Dem Prinzen Franz von Liechtenstein wird am Wiener Hof der Rang eines Mitgliedes eines souveränen regierenden Hauses nach Massgabe der unter den deutschen regierenden Fürstenhäusern bestehenden Rangordnung zuerkannt


Handschriftliche Abschrift des Manuskripts des Ministers des kaiserlichen und königlichen Hauses und des Äussern, Gustav Kalnoky von Köröspatak, gez. ders., für den Vortrag bei Kaiser Franz Josef I. [1]

2.6.1886, Wien 

Allergn. [Allergnädigster] Herr!

In Erwägung der Gründe, welche mein Vorgänger Freiherr [Heinrich] von Haymerle mit seinem ganz geh. [gehorsamsten] Vortrage vom 24. September 1880, welche ich anneben wieder in Vorlage zu bringen die Ehre habe, zu unterbreiten in der Lage war, geruhten E.M. [Eure Majestät] mit Allerh. [Allerhöchsten] Entschliessung, ddo. Mürzsteg 3. October 1880, den beiden Geschwistern des souveränen Fürsten [Johann II.] von und zu Liechtenstein u. zw. der damals noch unvermählt gewesenen Princessin Therese sowie dem zur Regierungs-Nachfolge berufenen Bruder Prinzen Franz, u.zw. Letzterem eventuell auch für seine Gemahlin und die im elterlichen Hause sich aufhaltenden minderjährigen Kinder, das Recht der Exterritorialität zuzuerkennen. [2]

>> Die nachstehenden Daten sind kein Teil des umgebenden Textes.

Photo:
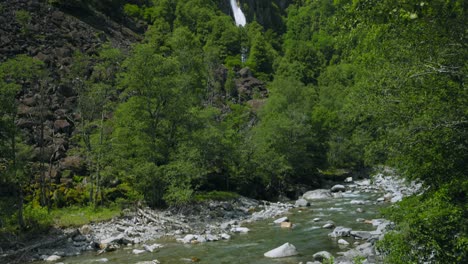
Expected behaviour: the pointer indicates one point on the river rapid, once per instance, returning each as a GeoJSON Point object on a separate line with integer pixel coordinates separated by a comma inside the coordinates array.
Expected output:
{"type": "Point", "coordinates": [353, 208]}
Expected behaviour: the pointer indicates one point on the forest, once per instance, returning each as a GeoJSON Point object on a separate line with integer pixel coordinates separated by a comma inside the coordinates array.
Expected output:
{"type": "Point", "coordinates": [342, 85]}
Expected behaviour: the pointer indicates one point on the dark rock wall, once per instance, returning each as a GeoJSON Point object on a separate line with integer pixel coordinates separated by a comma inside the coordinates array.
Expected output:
{"type": "Point", "coordinates": [53, 36]}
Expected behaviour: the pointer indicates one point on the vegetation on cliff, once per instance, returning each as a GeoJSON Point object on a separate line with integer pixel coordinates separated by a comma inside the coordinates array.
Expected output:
{"type": "Point", "coordinates": [351, 84]}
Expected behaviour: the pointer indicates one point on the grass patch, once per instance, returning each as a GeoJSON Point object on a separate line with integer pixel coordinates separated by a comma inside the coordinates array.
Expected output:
{"type": "Point", "coordinates": [77, 216]}
{"type": "Point", "coordinates": [215, 195]}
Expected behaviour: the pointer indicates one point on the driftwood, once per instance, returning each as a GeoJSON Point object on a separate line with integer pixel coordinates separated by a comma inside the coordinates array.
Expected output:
{"type": "Point", "coordinates": [161, 219]}
{"type": "Point", "coordinates": [18, 255]}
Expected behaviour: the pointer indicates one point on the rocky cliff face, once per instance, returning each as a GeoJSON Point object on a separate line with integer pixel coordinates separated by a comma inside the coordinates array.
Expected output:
{"type": "Point", "coordinates": [39, 30]}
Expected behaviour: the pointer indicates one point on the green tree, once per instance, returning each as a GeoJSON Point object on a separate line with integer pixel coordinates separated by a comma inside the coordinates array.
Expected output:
{"type": "Point", "coordinates": [15, 74]}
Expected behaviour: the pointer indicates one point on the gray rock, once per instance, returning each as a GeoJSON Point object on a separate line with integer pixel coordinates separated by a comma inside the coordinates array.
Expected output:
{"type": "Point", "coordinates": [138, 251]}
{"type": "Point", "coordinates": [302, 203]}
{"type": "Point", "coordinates": [338, 188]}
{"type": "Point", "coordinates": [225, 236]}
{"type": "Point", "coordinates": [151, 248]}
{"type": "Point", "coordinates": [361, 234]}
{"type": "Point", "coordinates": [329, 225]}
{"type": "Point", "coordinates": [340, 231]}
{"type": "Point", "coordinates": [53, 258]}
{"type": "Point", "coordinates": [322, 255]}
{"type": "Point", "coordinates": [343, 242]}
{"type": "Point", "coordinates": [317, 194]}
{"type": "Point", "coordinates": [240, 230]}
{"type": "Point", "coordinates": [284, 250]}
{"type": "Point", "coordinates": [281, 220]}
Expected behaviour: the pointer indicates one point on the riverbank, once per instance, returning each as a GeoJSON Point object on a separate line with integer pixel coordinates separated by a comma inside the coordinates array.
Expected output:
{"type": "Point", "coordinates": [220, 220]}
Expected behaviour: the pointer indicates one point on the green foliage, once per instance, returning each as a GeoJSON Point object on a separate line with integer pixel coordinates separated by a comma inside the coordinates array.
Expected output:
{"type": "Point", "coordinates": [432, 227]}
{"type": "Point", "coordinates": [23, 18]}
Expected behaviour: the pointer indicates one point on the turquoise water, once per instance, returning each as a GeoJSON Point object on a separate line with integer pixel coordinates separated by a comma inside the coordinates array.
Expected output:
{"type": "Point", "coordinates": [307, 236]}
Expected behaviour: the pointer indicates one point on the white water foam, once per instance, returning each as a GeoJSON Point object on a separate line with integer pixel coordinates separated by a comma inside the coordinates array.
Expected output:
{"type": "Point", "coordinates": [238, 14]}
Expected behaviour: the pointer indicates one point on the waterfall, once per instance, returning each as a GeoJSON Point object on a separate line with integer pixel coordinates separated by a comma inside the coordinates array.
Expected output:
{"type": "Point", "coordinates": [238, 14]}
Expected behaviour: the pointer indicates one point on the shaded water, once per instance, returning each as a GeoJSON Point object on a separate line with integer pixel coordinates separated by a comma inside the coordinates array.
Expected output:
{"type": "Point", "coordinates": [307, 236]}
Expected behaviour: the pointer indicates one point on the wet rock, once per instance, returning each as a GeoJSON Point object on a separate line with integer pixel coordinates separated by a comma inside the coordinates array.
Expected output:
{"type": "Point", "coordinates": [155, 261]}
{"type": "Point", "coordinates": [281, 220]}
{"type": "Point", "coordinates": [317, 194]}
{"type": "Point", "coordinates": [240, 230]}
{"type": "Point", "coordinates": [338, 188]}
{"type": "Point", "coordinates": [225, 236]}
{"type": "Point", "coordinates": [53, 258]}
{"type": "Point", "coordinates": [340, 231]}
{"type": "Point", "coordinates": [329, 225]}
{"type": "Point", "coordinates": [284, 250]}
{"type": "Point", "coordinates": [151, 248]}
{"type": "Point", "coordinates": [302, 203]}
{"type": "Point", "coordinates": [343, 242]}
{"type": "Point", "coordinates": [361, 234]}
{"type": "Point", "coordinates": [359, 202]}
{"type": "Point", "coordinates": [322, 255]}
{"type": "Point", "coordinates": [138, 251]}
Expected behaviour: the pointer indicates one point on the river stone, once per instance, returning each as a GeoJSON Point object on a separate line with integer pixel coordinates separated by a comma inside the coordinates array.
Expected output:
{"type": "Point", "coordinates": [301, 202]}
{"type": "Point", "coordinates": [317, 194]}
{"type": "Point", "coordinates": [338, 188]}
{"type": "Point", "coordinates": [240, 230]}
{"type": "Point", "coordinates": [151, 248]}
{"type": "Point", "coordinates": [285, 250]}
{"type": "Point", "coordinates": [281, 220]}
{"type": "Point", "coordinates": [361, 234]}
{"type": "Point", "coordinates": [225, 236]}
{"type": "Point", "coordinates": [138, 251]}
{"type": "Point", "coordinates": [340, 231]}
{"type": "Point", "coordinates": [149, 262]}
{"type": "Point", "coordinates": [53, 258]}
{"type": "Point", "coordinates": [343, 242]}
{"type": "Point", "coordinates": [322, 255]}
{"type": "Point", "coordinates": [188, 238]}
{"type": "Point", "coordinates": [360, 202]}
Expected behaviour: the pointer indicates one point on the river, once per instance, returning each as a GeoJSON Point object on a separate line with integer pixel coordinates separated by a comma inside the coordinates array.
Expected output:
{"type": "Point", "coordinates": [307, 236]}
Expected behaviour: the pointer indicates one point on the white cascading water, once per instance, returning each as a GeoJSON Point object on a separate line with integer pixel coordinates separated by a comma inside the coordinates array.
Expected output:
{"type": "Point", "coordinates": [238, 14]}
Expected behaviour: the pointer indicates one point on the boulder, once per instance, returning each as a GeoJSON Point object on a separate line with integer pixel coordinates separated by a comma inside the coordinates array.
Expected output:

Was nun die Rangstellung der Mitglieder des souveränen Fürstenhauses Liechtenstein anbelangt, so wurde bereits im Jahre 1837, als zwischen diesem k.u.k. Minist. des Äussern /: damals k.k. Haus-, Hof- und Staatskanzlei :/ und dem Obersthofmeisteramte ein diesfälliges Übereinkommen stattfand, die Entscheidung über die Stellung der Nachgeborenen des erwähnten Fürstenhauses ausdrücklich jenem Zeitpunkte vorbehalten, zu welchem der regierende Fürst von und zu Liechtenstein Anträge nach dieser Richtung formulirt haben würde, was aber weder von dem verstorbenen Fürsten Aloys [Alois II.], noch bis jetzt von dem regierenden Fürsten Johannes geschah.

Hingegen hat Letzterer kürzlich mittels der in Abschrift anverwahrten Verbalnote [3] das Ersuchen an mich gestellt von E.M. eine dahin zielende Allerh. Resolution zu erwirken, damit für den Prinzen Franz von und zu Liechtenstein, seinem Bruder und nächsten Successionsanwärter, die Rangstellung an dem kaiserl. Hofe als Mitglied eines souveränen regierenden Fürstenhauses nach Massgabe der unter den deutschen regierenden Fürstenhäusern bestehenden Rangordnung normirt werde.

Nachdem dieses Ersuchen auf einem thatsächlichen Rechte begründet ist, welchem E.M. bereits mit der von mir eingangs erwähnten Allerh. Entschliessung vom 3. October 1880 bezüglich der Exterritorialität des Prinzen Franz Rechnung zu tragen geruhten, so glaube ich, E.M. im Einvernehmen mit Allerh. Dero Ersten Obersthofmeister das Allerhuldr. [Allerhuldreichste] Eingehen auf den Wunsch des regierenden Fürsten von und zu Liechtenstein ganz geh. einrathen zu dürfen.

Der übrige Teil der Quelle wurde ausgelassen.